This is a wonderful candidate situation for parallelization since:

  • I can process each motif independently
  • I can assign each motif to a single processor
  • Workers/processes don’t have to communicate
  • They write their output to a separate files (not a shared one so they don’t have to fight over access to it)

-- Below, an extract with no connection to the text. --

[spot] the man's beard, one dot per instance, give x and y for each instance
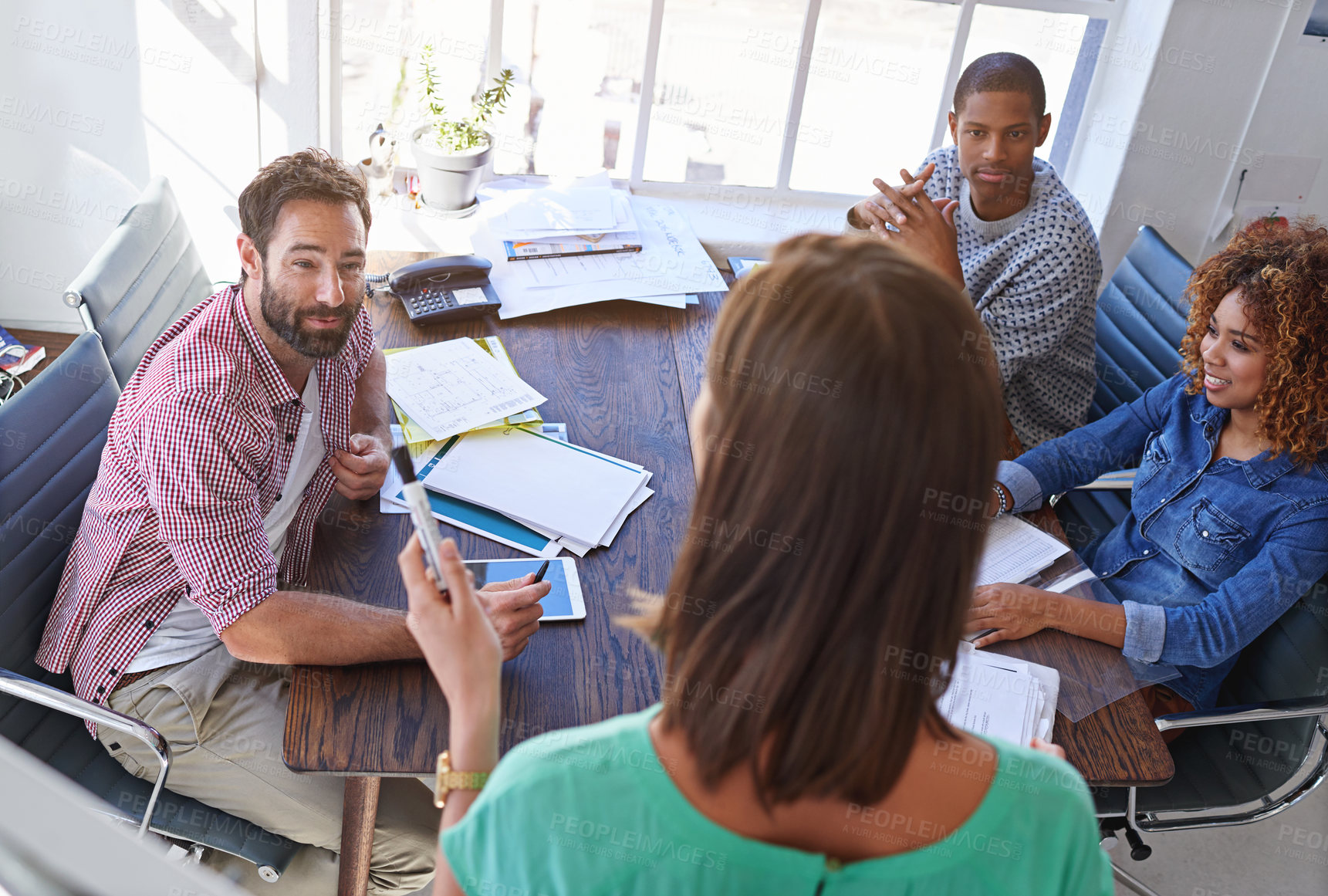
(280, 315)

I quickly googled following resource by Max Gordon which demonstrates that basic implementation of parallelization (in simple cases like this one) can be very straightforward in R:

library(parallel)

list<-c("CGG","CGGT","CG","CGT") #my loooong list of motifs, shortened for illustration purposes

# Calculate the number of cores
no_cores <- detectCores() - 1
# Initiate cluster
cl <- makeCluster(no_cores,type="FORK")

print("PARALLEL")
ptm <- proc.time() #start timer
parLapply(cl, list,
 function(motif)
 processMotif(motif) #PROCESS EACH MOTIF INDIVIDUALLY
 )
stopCluster(cl)
proc.time() - ptm

print("NON-PARALLEL")
ptm <- proc.time()
for (motif in list) { 
 processMotif(motif)
}
proc.time() - ptm #stop timer

Let’s check how much time this chunk takes to run:

   user  system elapsed 
908.340 300.906 432.906

And let’s compare that with the for-loop solution:

   user  system elapsed
8544.826 3079.385 6089.453

Happy paralleLAZYing!

(The code was run on GNU/Linux with 64 processors and 500GB RAM.)